The Irish taxpayers, which carried on a UK branch banking business or a business of financing UK house purchases, were required to determine their profits under UK taxing legislation which, in this regard, was generally similar to the “comparator provisions” of Art. 8(2) of the 1976 Ireland-UK Treaty (which required that there be attributed to a UK permanent establishment (“PE”) “the profits which it might be expected to make if it were a distinct and separate enterprise engaged in the same or similar activities under the same or similar conditions and dealing at arm's length with the enterprise of which it is a permanent establishment”) except that the UK legislation went on to provide that, in applying this test, “it shall also be assumed that the permanent establishment has such equity and loan capital as it could reasonably be expected to have in the circumstances specified” above.
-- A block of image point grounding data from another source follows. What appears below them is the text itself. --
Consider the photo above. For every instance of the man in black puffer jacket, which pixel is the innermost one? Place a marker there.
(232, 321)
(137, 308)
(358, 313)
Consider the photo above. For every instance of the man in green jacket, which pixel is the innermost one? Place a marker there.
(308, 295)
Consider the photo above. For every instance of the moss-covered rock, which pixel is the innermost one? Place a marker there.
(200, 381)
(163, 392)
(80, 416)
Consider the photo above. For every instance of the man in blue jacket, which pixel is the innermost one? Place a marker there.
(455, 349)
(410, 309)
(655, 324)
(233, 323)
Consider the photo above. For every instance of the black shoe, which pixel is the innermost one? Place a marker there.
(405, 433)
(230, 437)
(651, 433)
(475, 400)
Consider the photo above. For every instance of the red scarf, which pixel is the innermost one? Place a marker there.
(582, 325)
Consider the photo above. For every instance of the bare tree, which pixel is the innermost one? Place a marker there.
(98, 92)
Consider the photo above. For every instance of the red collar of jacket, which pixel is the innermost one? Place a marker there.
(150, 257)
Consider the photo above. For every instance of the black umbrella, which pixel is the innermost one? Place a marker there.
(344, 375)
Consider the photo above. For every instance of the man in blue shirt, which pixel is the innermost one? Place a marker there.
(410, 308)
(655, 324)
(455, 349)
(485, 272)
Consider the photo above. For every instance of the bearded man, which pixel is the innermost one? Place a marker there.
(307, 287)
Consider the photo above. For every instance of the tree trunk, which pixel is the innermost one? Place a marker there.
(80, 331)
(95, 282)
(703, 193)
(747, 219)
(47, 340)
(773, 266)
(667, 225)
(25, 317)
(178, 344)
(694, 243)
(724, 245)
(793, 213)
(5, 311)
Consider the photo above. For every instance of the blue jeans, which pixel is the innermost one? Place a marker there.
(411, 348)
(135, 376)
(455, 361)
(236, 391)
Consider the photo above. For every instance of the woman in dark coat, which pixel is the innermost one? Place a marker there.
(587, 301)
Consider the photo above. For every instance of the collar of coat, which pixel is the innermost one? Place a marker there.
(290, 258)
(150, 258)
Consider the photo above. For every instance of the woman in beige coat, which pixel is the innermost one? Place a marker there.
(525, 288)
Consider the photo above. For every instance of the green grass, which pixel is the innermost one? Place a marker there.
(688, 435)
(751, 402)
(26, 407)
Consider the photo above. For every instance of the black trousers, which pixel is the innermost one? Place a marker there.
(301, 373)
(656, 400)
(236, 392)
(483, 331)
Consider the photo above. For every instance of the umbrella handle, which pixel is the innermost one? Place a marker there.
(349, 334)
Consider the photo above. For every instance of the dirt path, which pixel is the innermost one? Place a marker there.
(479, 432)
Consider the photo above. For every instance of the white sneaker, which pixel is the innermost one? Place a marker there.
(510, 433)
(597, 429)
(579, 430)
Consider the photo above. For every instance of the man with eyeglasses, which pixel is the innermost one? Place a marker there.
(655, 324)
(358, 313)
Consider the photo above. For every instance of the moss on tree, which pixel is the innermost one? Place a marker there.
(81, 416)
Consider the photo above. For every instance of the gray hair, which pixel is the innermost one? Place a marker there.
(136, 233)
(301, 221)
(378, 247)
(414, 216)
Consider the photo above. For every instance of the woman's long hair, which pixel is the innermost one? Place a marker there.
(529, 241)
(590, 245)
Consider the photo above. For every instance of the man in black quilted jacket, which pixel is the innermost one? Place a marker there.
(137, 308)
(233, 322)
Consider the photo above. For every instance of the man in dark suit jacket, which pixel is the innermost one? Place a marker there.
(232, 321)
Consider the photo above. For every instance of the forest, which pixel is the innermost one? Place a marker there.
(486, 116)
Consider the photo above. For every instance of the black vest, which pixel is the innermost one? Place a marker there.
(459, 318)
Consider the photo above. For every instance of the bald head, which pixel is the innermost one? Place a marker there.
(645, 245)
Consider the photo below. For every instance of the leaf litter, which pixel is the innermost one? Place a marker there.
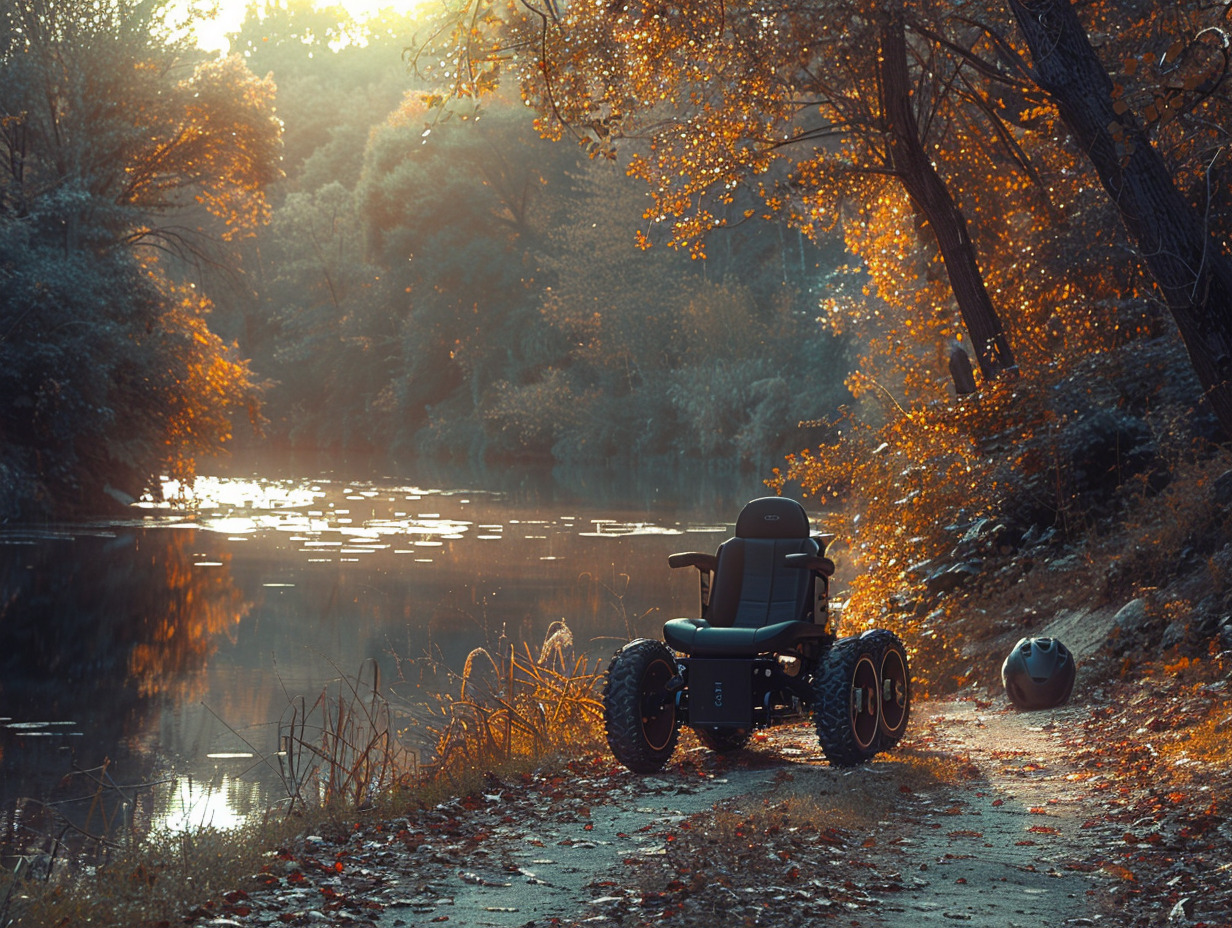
(983, 816)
In applying the domestic provision, HMRC attributed to the PEs notional additional free capital on the basis that if they had operated as distinct and separate enterprises, they would have had a higher amount of free capital and therefore a correspondingly lower amount of borrowed capital – with the result that HMRC disallowed interest which was actually paid to third parties.
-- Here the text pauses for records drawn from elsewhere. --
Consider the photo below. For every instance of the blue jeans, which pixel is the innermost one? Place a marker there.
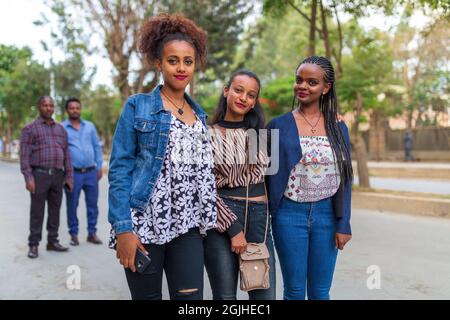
(304, 235)
(88, 182)
(222, 264)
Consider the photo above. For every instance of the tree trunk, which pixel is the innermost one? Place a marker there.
(326, 38)
(338, 55)
(312, 30)
(360, 147)
(7, 147)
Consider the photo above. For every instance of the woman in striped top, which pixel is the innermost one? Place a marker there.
(240, 164)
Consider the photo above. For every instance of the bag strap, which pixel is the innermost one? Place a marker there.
(246, 204)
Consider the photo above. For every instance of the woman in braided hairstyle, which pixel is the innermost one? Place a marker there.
(310, 195)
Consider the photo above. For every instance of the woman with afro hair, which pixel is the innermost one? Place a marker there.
(162, 194)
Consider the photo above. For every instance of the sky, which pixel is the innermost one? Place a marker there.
(17, 28)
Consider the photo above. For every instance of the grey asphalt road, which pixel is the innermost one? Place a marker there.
(409, 253)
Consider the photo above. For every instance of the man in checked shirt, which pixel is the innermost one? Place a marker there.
(45, 164)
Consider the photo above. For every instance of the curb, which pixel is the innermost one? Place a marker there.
(402, 204)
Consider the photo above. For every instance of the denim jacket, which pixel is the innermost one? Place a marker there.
(137, 156)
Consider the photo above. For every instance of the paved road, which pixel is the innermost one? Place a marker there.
(412, 254)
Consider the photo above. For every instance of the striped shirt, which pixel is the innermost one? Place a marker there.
(44, 145)
(234, 168)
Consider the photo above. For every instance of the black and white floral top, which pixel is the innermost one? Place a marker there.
(184, 196)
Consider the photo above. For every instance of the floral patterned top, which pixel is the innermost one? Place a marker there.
(316, 176)
(185, 194)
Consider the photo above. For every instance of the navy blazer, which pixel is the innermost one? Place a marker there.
(290, 154)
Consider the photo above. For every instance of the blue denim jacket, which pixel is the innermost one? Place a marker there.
(138, 150)
(290, 153)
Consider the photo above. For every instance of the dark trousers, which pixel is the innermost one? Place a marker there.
(88, 182)
(182, 261)
(222, 264)
(48, 189)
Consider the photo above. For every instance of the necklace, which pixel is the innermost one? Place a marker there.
(313, 130)
(180, 110)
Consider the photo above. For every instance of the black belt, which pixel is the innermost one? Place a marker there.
(84, 170)
(254, 190)
(49, 171)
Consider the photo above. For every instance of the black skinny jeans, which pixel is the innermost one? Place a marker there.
(182, 261)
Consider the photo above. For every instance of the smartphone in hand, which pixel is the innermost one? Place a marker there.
(141, 261)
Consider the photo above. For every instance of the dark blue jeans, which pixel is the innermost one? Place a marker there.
(304, 235)
(222, 264)
(182, 261)
(88, 182)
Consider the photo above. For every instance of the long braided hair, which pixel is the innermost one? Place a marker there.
(329, 108)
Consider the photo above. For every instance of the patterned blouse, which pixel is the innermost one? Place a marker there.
(231, 170)
(184, 196)
(316, 176)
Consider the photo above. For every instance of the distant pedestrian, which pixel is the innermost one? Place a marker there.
(45, 164)
(87, 160)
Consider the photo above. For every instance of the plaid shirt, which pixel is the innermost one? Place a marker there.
(44, 145)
The taxpayers unsuccessfully argued (as summarized at para. 11) that:
[T]he reference in Article 8(2) to the PE being treated as a distinct and separate enterprise "engaged in the same or similar activities under the same or similar conditions" requires an assumption to be made not only that the PE is engaged in the same or similar type of business to the one it actually carried on but also that it should be taken to have traded with the same ratio of free to borrowed capital as it actually employed during the relevant accounting period.
In this regard, Patten LJ noted that the previous more favourable practice of HMRC was not relevant, noting (at para. 23) that the taxpayers were “unable to identify any established principle of international law which recognises the unilateral practice of a contracting state as an aid to the construction of a treaty.” After also noting (at para. 29) that the 2008 OECD commentary stated that “authorised OECD approach does not limit the methods by which domestic tax regimes may seek to implement the provisions of Article 7 and that the attribution of capital is a well-recognised and justifiable method of attributing profits to a branch of an overseas bank,” he stated (at para. 39):
In order to operate the hypothesis of a distinct and separate enterprise dealing at arm's length including with the overseas company of which it is part, it seems to me that it is necessary to compare the way in which the PE financed and accounted for its business with what it would have done had the PE operated as a separate enterprise. Otherwise the comparator provisions of Article 8(2) cannot work. To construe the phrase "same or similar conditions" as requiring the PE's actual ratio of free to borrowed capital to be applied would be self-defeating.
Accordingly the appeals were dismissed.